Ronald G. Henry, who guided Philadelphia's oversight authority through some of the worst years of the city's fiscal crisis, resigned yesterday to begin working as an independent consultant.
Henry said he plans to advise public and private clients on ways to improve spending and operating efficiency.
As executive director of the Pennsylvania Intergovernmental Cooperation Authority, Henry gained a wealth of experience in government restructuring and streamlining.
After joining PICA at its founding in 1991, Henry led the agency's staff through three bond sales totaling more than $1.3 billion. Proceeds were used partly to bond out the city's accumulated deficits and partly to provide a source of financing for sorely needed capital infrastructure projects.
Henry said the authority expects to raise about $100 million for capital projects with a final bond issue later this year.
In exchange for the authority's help, Philadelphia agreed to a multiyear restructuring program and limited fiscal oversight from the agency. Henry's staff directed the drafting of the recovery plan, which included initiatives ranging from the replacement of red lights with stop signs to negotiations with unions over major cuts in wage and benefit packages.

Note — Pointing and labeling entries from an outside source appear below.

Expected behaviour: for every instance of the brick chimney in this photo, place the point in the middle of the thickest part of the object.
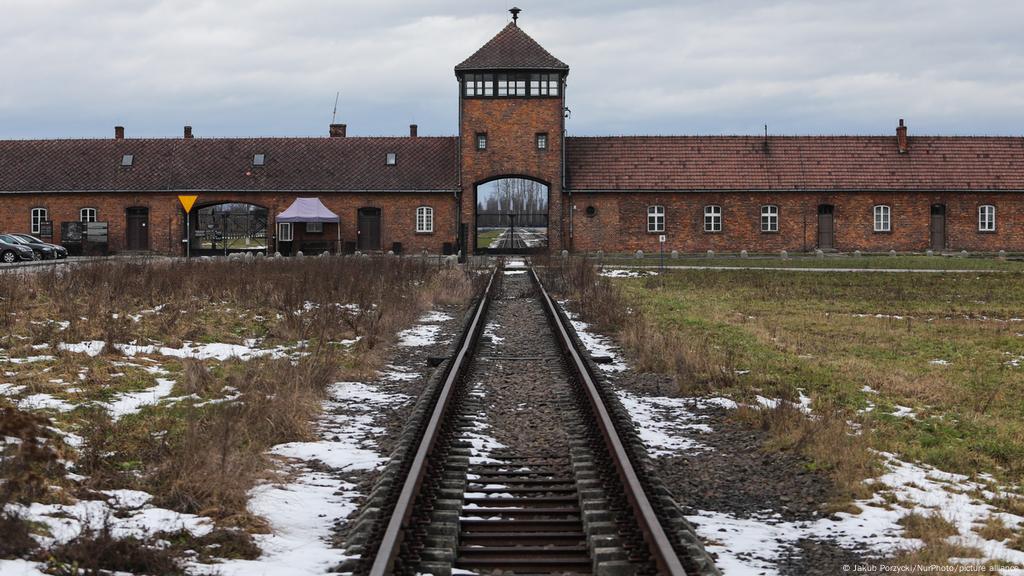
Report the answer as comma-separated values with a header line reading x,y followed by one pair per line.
x,y
901,136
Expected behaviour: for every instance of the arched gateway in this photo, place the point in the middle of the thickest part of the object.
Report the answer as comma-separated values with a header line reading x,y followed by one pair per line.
x,y
511,215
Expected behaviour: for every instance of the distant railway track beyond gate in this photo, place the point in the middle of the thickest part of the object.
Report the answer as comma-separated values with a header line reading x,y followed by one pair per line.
x,y
517,460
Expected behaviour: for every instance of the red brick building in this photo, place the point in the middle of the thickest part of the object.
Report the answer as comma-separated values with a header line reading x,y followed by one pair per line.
x,y
512,180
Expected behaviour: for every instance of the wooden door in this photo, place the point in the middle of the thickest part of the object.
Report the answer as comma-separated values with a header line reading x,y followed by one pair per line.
x,y
137,229
826,227
938,227
369,230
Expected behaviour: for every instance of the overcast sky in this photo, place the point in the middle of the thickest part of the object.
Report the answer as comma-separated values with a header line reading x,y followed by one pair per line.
x,y
238,68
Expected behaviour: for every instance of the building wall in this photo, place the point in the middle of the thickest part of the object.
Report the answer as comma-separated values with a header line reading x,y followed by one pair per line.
x,y
512,125
166,223
620,221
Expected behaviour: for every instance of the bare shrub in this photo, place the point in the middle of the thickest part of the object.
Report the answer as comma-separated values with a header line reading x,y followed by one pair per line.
x,y
96,552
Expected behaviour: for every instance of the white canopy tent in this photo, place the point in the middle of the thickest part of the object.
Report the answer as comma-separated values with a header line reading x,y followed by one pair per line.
x,y
309,210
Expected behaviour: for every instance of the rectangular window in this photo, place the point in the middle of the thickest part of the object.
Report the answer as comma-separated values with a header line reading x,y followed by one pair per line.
x,y
38,217
769,218
883,218
424,219
655,218
986,218
285,232
713,218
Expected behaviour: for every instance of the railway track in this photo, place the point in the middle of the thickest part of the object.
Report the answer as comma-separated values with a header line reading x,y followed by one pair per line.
x,y
517,461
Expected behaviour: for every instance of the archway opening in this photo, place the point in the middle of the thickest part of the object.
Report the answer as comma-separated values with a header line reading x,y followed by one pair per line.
x,y
511,215
227,228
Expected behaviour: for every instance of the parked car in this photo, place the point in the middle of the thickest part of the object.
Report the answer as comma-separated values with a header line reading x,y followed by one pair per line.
x,y
12,251
59,251
42,251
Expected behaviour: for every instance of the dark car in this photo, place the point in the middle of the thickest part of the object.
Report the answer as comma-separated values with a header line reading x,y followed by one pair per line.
x,y
58,251
43,251
12,251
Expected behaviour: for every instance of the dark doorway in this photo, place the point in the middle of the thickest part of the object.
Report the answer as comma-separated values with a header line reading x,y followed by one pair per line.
x,y
369,229
826,227
511,216
938,227
137,229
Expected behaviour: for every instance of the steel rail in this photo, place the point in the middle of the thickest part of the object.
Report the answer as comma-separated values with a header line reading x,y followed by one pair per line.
x,y
390,544
657,541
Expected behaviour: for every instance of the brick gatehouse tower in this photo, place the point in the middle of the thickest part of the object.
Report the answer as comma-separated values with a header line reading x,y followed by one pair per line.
x,y
511,145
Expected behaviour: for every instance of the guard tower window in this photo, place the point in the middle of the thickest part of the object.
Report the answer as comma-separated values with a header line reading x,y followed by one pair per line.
x,y
511,85
479,84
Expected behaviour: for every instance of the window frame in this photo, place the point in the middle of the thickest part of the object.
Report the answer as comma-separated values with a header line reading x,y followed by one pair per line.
x,y
36,223
713,215
986,217
769,216
282,237
655,218
424,219
882,218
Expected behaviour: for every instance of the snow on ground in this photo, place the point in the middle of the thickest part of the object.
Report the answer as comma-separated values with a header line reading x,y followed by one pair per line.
x,y
425,333
596,344
129,403
668,425
748,544
744,545
303,511
491,331
625,273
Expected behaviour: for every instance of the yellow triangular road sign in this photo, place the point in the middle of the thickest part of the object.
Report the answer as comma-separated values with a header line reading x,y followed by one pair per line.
x,y
186,202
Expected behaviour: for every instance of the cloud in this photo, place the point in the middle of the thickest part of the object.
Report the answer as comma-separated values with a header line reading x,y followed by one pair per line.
x,y
266,68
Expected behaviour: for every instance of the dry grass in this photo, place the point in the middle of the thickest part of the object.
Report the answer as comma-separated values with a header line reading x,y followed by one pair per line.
x,y
202,456
994,529
700,363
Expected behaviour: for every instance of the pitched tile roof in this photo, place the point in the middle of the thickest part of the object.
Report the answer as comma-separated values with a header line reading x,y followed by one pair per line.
x,y
315,164
511,49
856,163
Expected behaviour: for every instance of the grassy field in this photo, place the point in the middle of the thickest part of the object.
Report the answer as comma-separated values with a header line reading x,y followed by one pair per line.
x,y
154,407
930,367
832,260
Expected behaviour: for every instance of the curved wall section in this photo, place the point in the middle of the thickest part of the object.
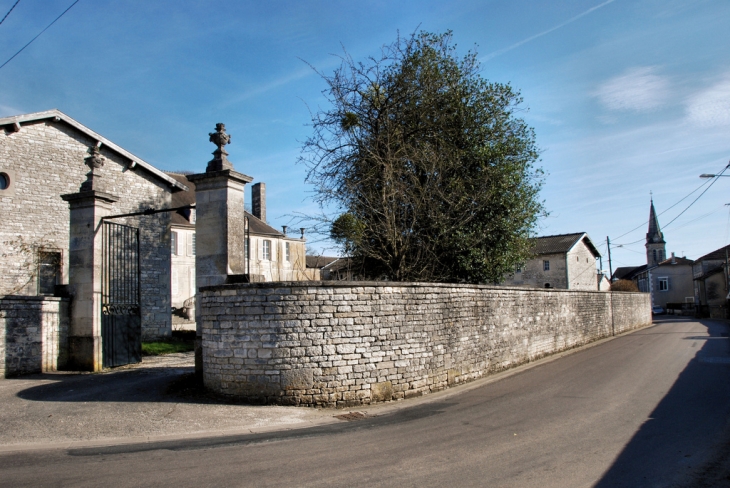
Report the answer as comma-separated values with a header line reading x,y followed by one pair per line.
x,y
339,344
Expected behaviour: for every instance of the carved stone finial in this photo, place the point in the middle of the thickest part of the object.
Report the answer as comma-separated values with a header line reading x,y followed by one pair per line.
x,y
95,161
220,138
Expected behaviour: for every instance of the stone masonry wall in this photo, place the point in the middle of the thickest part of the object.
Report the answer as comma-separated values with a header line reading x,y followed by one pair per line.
x,y
47,160
350,343
33,334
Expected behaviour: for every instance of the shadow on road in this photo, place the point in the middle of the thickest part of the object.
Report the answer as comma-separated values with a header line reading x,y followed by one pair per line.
x,y
679,443
176,385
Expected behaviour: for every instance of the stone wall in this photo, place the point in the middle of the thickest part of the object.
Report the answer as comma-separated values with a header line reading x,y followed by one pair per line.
x,y
349,343
47,160
33,334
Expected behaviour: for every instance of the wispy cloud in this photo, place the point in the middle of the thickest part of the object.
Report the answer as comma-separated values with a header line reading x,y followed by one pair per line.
x,y
711,107
273,84
639,90
7,111
499,52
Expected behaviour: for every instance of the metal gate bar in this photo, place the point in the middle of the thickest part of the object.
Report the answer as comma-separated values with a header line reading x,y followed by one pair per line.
x,y
121,314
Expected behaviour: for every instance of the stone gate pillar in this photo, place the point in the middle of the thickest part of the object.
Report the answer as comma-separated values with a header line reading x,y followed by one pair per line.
x,y
219,226
87,207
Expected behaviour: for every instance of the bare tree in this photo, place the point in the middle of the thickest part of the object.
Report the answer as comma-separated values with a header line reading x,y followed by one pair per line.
x,y
430,170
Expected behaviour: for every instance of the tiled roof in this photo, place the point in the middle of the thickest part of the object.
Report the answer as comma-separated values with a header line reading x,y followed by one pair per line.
x,y
319,261
180,199
718,254
57,115
677,260
562,243
720,268
627,272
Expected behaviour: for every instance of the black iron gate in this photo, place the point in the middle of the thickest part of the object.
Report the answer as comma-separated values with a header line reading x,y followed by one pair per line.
x,y
121,324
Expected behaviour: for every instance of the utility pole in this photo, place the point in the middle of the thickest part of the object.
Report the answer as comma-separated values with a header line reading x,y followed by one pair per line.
x,y
610,268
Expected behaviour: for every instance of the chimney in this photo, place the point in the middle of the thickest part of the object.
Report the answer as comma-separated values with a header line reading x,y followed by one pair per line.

Before joining the authority, Henry was chief counsel to the Philadelphia Regional Port Authority. From 1985 to 1990, he was a vice president in the public finance division of Smith Barney Inc. in Philadelphia.
Henry's departure marks one of the final mileposts in Philadelphia's emergence from the crisis atmosphere that prevailed just four years ago, when a routine note sale collapsed in the face of unprecedented cash flow shortages.
Henry's successor, who has not yet been named, will preside over an agency whose influence is clearly on the wane. PICA's bonding authority expires in December, and most independent analysts expect Philadelphia to return to investment-grade status sometime later this year or early in 1995.
The city currently sits in the double-B range at all three major municipal bond rating agencies.
Peter Geleta, a deputy executive director at the authority, was named acting executive director until a successor can be chosen.